CPython Optimizations

CPython is the reference implementation of the Python language. While there are several other implementations, CPython is by far the most popular one. These days, it comes bundled in most of the operating systems.

Even though CPython is not the most performatic Python interpreter out there, it does some very interesting optimizations to speed itself and Python programs up. I am pretty curious about things like these and the rationale behind them, even though I know very little about it. What follows is the result of some experimentation, myself reading CPython’s source code, documentation and blog posts.

By no means this blog post is supposed to be a complete reference on optimizations done by CPython, but it can give you a hint on some of the ones that it does.

Caching Small Integers

CPython caches small integers from -5 to 256 in an internal array during its initialization. That means that every time the interpreter itself or your Python program needs to use a number in that range, CPython won’t have to allocate space and create a brand new object for that.
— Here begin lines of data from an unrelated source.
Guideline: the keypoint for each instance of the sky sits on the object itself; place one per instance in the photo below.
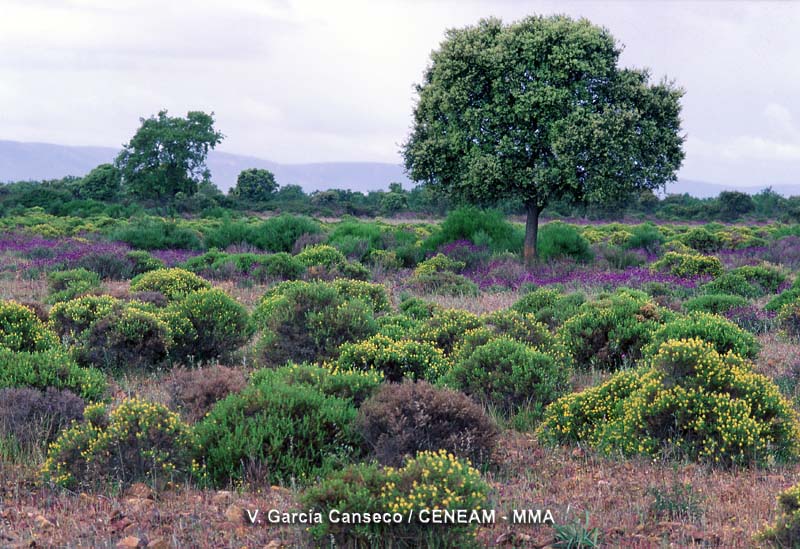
(333, 80)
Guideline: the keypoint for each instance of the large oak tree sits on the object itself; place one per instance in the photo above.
(539, 110)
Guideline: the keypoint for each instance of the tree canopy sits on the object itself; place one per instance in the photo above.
(167, 155)
(538, 110)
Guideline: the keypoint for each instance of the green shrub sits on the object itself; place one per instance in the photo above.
(402, 419)
(689, 401)
(66, 285)
(52, 368)
(138, 441)
(714, 303)
(733, 284)
(294, 432)
(560, 240)
(308, 321)
(431, 480)
(609, 333)
(219, 325)
(483, 227)
(142, 262)
(688, 265)
(130, 339)
(723, 334)
(21, 329)
(173, 283)
(394, 359)
(510, 375)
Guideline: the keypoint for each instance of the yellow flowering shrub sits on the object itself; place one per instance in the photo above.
(432, 480)
(396, 359)
(689, 400)
(138, 441)
(173, 283)
(21, 329)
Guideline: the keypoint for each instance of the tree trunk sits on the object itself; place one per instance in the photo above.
(531, 233)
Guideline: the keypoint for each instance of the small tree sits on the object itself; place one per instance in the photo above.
(167, 155)
(538, 110)
(255, 185)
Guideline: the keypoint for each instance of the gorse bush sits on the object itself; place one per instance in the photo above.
(430, 480)
(559, 240)
(288, 431)
(21, 329)
(308, 321)
(173, 283)
(138, 441)
(723, 334)
(509, 375)
(689, 401)
(52, 368)
(403, 419)
(394, 359)
(688, 265)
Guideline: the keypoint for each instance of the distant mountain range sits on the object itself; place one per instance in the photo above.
(35, 161)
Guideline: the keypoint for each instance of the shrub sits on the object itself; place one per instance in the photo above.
(610, 332)
(789, 319)
(723, 334)
(293, 431)
(71, 319)
(142, 262)
(733, 284)
(138, 441)
(431, 480)
(133, 339)
(559, 240)
(66, 285)
(394, 359)
(510, 375)
(688, 401)
(482, 227)
(194, 392)
(403, 419)
(308, 321)
(219, 325)
(21, 329)
(279, 234)
(714, 303)
(173, 283)
(688, 265)
(33, 418)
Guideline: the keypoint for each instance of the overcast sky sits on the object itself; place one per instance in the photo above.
(306, 81)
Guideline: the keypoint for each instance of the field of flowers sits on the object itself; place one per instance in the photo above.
(162, 379)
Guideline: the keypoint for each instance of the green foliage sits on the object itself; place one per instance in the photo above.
(560, 240)
(308, 321)
(294, 432)
(484, 227)
(21, 329)
(723, 334)
(714, 303)
(689, 401)
(219, 325)
(52, 368)
(430, 480)
(166, 155)
(173, 283)
(152, 233)
(66, 285)
(609, 333)
(138, 441)
(394, 359)
(510, 375)
(255, 185)
(688, 265)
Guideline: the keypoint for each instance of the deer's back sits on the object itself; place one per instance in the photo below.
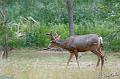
(84, 42)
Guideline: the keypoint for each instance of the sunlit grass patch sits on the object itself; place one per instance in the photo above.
(34, 64)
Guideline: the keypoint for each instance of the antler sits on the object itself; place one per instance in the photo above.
(50, 34)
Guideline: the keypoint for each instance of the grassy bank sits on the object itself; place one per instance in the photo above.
(35, 64)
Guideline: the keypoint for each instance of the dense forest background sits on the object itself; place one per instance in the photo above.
(30, 20)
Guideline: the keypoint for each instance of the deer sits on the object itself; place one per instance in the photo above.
(79, 43)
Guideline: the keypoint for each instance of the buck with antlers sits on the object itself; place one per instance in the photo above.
(75, 44)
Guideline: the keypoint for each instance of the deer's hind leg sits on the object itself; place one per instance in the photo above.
(102, 57)
(71, 55)
(98, 55)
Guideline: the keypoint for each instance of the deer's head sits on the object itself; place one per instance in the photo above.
(54, 39)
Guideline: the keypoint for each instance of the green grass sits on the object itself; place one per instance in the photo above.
(34, 64)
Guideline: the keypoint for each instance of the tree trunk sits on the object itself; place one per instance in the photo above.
(69, 4)
(3, 14)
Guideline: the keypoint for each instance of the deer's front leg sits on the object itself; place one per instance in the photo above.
(76, 55)
(71, 55)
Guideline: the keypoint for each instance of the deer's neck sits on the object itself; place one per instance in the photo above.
(60, 43)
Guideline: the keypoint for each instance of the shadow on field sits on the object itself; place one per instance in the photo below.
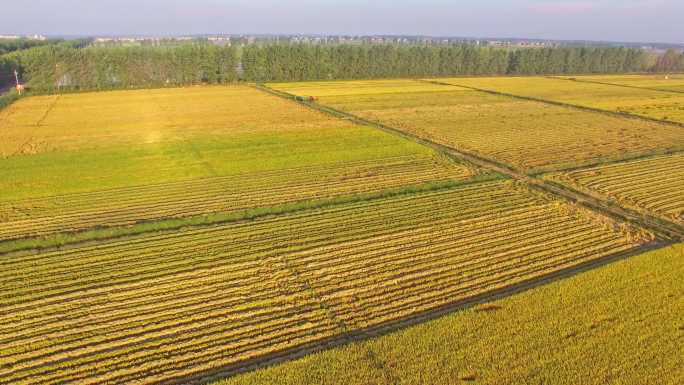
(391, 326)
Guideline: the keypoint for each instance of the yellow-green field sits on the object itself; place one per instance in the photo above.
(652, 184)
(528, 135)
(207, 301)
(664, 82)
(661, 105)
(620, 324)
(82, 161)
(180, 236)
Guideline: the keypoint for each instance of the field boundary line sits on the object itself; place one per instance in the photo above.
(667, 230)
(627, 159)
(560, 104)
(613, 84)
(62, 241)
(387, 327)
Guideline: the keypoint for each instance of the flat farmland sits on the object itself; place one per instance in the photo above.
(652, 184)
(620, 323)
(528, 135)
(179, 307)
(76, 162)
(663, 82)
(650, 103)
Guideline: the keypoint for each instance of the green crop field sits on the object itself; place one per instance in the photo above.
(650, 103)
(86, 161)
(621, 324)
(159, 307)
(529, 135)
(187, 235)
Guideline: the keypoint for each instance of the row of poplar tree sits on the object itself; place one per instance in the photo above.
(74, 66)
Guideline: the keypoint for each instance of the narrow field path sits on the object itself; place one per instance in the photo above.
(615, 84)
(663, 229)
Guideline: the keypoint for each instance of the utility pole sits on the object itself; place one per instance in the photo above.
(16, 77)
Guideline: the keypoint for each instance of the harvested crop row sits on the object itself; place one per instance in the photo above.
(178, 306)
(655, 185)
(531, 136)
(128, 206)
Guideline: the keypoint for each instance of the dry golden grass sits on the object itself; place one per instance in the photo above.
(655, 185)
(529, 135)
(175, 306)
(105, 119)
(654, 104)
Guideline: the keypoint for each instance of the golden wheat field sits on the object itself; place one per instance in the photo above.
(184, 305)
(650, 103)
(229, 150)
(186, 235)
(529, 135)
(652, 184)
(663, 82)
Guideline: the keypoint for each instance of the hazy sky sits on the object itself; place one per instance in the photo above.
(621, 20)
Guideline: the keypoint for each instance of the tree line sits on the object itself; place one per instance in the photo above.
(318, 62)
(52, 68)
(78, 66)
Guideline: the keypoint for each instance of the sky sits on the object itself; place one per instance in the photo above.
(605, 20)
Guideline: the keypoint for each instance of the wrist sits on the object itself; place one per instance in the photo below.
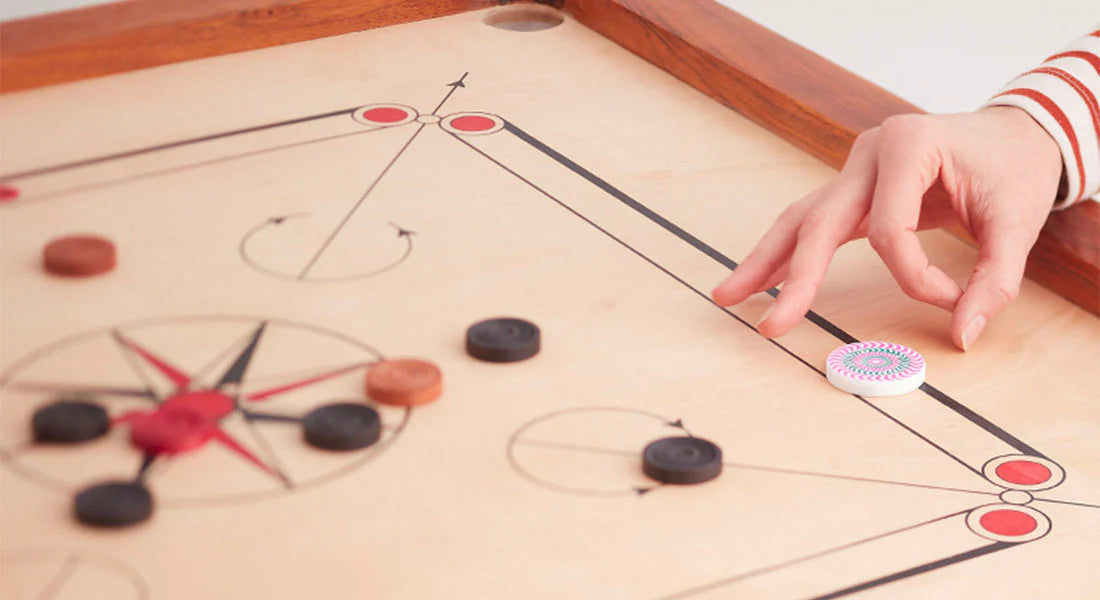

It will just return a reference to a pre-existing object.

Check this out:

>>> x = -5
>>> y = -5
>>> x is y
True
>>> x = -6
>>> y = -6
>>> x is y
False

As you can see, x and y are initially pointing to the exact same object because -5 is one of the small integers cached by CPython. With -6, however, we have a different outcome. Now x and y point to different objects, even though they have the very same value.

As you can see, these singletons are used even when computing the result of arithmetic expressions:

>>> x = 3 * 2
>>> y = 5 + 1
>>> x is y
True

CPython caches these small numbers because they are very often used in arithmetic operations, as boundaries in loops and as results of small computations. If CPython had to allocate memory and create a new object for each instance of these numbers, it would spend a bunch of time and space doing so.

String Interning

String Interning is an optimization technique implemented by many modern compilers and interpreters. It consists of creating and storing only a single instance of a given string, rather than multiple. It makes a lot of sense, if you think about it, as strings are immutable objects in Python.

In practical terms it means that some (not all, as we’ll see soon) strings will be “cached” by the Python interpreter. Here we can see that CPython creates a single string object to hold the “hey” string:

>>> x = 'hey'
>>> y = 'hey'
>>> x is y
True

However, CPython does not intern each and every string. Check out how the strings below were not cached/interned:

>>> x = 'hey!'
>>> y = 'hey!'
>>> x is y
False

That’s because CPython won’t intern strings that are not composed exclusively by ASCII letters, numbers or underscores (see codeobject.c). With this rule, CPython “ensures” that strings that look like valid Python identifiers will be interned. This way, function/method/variable names will end up interned and thus lookups will be faster during bytecode execution.

Single-character strings will also be reused. CPython checks if the string has a single digit before allocating a new object. If it has, it will just return a reference to an already existing object that represents that character (see unicodeobject.c):

>>> x = 'á'
>>> y = 'á'
>>> x is y
True

It’s not entirely clear to me in which cases exactly a string is interned. I’ve read conflicting information on the subject and my experiments yielded somewhat confusing results. (if you happen to know the answer, please drop a comment)

One thing I can tell is that CPython does intern code-related strings such as variable names, function name and constants, when creating code objects. Check this example:

>>> def greet(x):
        msg = "hello"
        return msg + x

>>> s = "greet"
>>> s is greet.__name__
True
>>> code = dis.Bytecode(greet).codeobj
>>> code.co_consts
(None, 'hello')
>>> "hello" is code.co_consts[1]
True
>>> code.co_varnames
('x', 'msg')
>>> "x" is code.co_varnames[0]
True

The snippet above demonstrates that string constants, function name and variable names have been interned when CPython creates the code object (that is, when it creates the code object that will represent the function).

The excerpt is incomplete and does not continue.